The JV transaction, which the company expects to close in the third quarter of this year, will have no material impact on profit and losses at closing, Wärtsilä said.
The transaction could also mark a new chapter for the energy storage business, the fate of which seemed to hang in the balance throughout an 18-month strategic review initiated by Wärtsilä’s leadership in October 2023 and concluded last May.
While all options had been on the table, including divestment, the company had chosen to hold onto a business it entered with the acquisition of US BESS integrator and energy management system (EMS) software specialist Greensmith Energy in 2017.
At the conclusion of the review, Wärtsilä had begun reporting the segment’s financial results separately for the first time and said it was committed to the future success of Wärtsilä Energy Storage and Optimisation (Wärtsilä ES&O) as it was now known.
However, ES&O head Andy Tang, a Greensmith alumnus, left the company shortly thereafter. Tamara De Gruyter, a 30-year employee of Wartsila, was appointed its president and was interviewed by ESN Premium in April.
De Gruyter said Wärtsilä had to “look at what is best for shareholders,” and chose the path it did as “the best way forward for them,” in that interview.
That theme continues with the new steps being taken.

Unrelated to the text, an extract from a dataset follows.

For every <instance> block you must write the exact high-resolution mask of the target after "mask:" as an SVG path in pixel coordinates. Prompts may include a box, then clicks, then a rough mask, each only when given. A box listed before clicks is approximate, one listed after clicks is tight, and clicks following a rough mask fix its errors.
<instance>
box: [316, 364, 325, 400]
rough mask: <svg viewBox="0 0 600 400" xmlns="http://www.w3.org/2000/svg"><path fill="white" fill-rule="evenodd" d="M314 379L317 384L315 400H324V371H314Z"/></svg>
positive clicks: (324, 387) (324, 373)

Wärtsilä said that while the energy storage division was profitable in 2025, it remained the company’s smallest reported segment by some distance.
Energy storage net sales were just over a tenth of overall net sales, at €694 million (US$805.84 million) in 2025, versus €6.9 billion, and its ES&O order book value last year was €719 million, 8.7% of the €8.25 billion the company booked.
Meanwhile, profitability was 3.3% for energy storage and 12.1% for its other businesses, including gas engine power plants.
Loss expected in 2026, upturn in fortunes expected by end of 2027
Wartsila and its partner, RCT Solutions, will hold a 50% stake each in the JV, while the Finnish tech company will transfer less than 5% of its net assets into the new business.
Solar manufacturing equipment specialist RCT Solutions is already involved in setting up a BESS manufacturing business in the US, a key market for global players.
“After closing the transaction of the joint venture, Wärtsilä will be partnering with an experienced player with strong capabilities in operating an integrated energy storage business in challenging market conditions. RCT Solutions has the aim to develop into a global vertically integrated battery energy storage system player,” Wartsila CEO and president Håkan Agnevall said
Agnevall described the JV as “an excellent opportunity for the Wärtsilä Energy Storage business to strengthen its competitiveness.”
“By combining Wärtsilä’s proven technology, customer base and project expertise with RCT Solutions’ engineering capabilities, vertical integration know-how, and existing manufacturing initiative in the USA, we are creating a foundation to succeed in the rapidly evolving energy storage market,” RCT Solutions CEO Peter Fath said.
Fath will take over as CEO of the JV upon the transaction’s closing. While Wärtsilä said it expects the JV to be loss-making in the short term and represent a €40 million to €50 million hit to its 2026 full-year operating result.
It is, however, expected to generate positive results towards the end of next year, according to the company.